A quote from Benjamin Franklin comes to mind: Those who would give up essential liberty to purchase a little temporary safety deserve neither liberty nor safety.
Yours have not been restricted. Freedom isn't always about YOU. Assuming you are white, for a moment, would you have disregarded the struggle for civil rights in the '50s and '60s because Jim Crow laws didn't restrict YOUR freedoms? Would you feel good about that decision today if you had?
There have been hundreds of cases discussed on this web site in which the the limitless security state has had a substantive impact on the lives of innocent people. Going beyond that, it is pretty clear that people change their behavior when they are being watched, and not for the better (https://encrypted.google.com/search?hl=en&q=privacy%20nothin...).
Your liberties HAVE been reduced, you just haven't bumped into one of the new walls yet, or you didn't notice if you have.
The telephone company has little to no incentive to search through your telephone records and look for correlations.

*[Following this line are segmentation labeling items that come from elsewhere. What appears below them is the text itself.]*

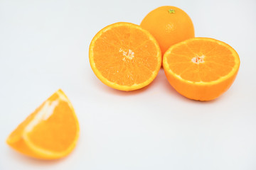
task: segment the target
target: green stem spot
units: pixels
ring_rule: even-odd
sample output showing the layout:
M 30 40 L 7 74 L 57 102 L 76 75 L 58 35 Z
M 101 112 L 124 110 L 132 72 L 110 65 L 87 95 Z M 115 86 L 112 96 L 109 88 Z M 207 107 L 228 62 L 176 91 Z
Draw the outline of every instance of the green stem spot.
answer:
M 169 10 L 168 10 L 168 11 L 169 12 L 169 13 L 175 13 L 174 9 L 169 9 Z

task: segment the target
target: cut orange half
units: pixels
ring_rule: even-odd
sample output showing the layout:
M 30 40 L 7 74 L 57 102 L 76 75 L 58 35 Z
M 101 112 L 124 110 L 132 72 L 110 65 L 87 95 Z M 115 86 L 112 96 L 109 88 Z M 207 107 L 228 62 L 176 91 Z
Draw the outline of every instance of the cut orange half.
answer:
M 228 44 L 195 38 L 171 46 L 163 65 L 171 85 L 183 96 L 210 101 L 226 91 L 238 74 L 240 59 Z
M 149 84 L 161 64 L 160 47 L 139 26 L 117 23 L 100 30 L 89 49 L 90 66 L 105 84 L 132 91 Z
M 60 89 L 21 123 L 6 142 L 27 156 L 55 159 L 74 149 L 78 135 L 78 120 L 73 107 Z

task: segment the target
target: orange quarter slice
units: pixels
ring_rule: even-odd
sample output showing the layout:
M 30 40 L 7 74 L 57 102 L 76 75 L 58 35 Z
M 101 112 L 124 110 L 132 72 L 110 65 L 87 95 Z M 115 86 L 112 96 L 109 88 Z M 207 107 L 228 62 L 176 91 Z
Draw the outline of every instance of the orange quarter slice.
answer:
M 60 89 L 21 123 L 6 142 L 25 155 L 55 159 L 74 149 L 78 135 L 78 120 L 73 107 Z
M 171 46 L 163 65 L 171 85 L 183 96 L 199 101 L 218 98 L 232 85 L 240 58 L 228 44 L 195 38 Z
M 132 91 L 149 84 L 161 64 L 161 50 L 154 38 L 141 26 L 117 23 L 100 30 L 89 49 L 90 66 L 110 87 Z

Further, the telephone company has no capability to correlate your Internet data to your phone records, to your physical mail, and come up with conclusions about you. The NSA does.
Huh? For many people your phone company, is their internet company. They already have your address (they have to deliver the cable to it) and your billing information.
The don't even need to do any fancy analytics. They have all your data served up on a platter.
As the poster noted, it's not as if the gov't is having to piece together data from thousands of sources. Almost all the metadata can be put together from a handful of sources.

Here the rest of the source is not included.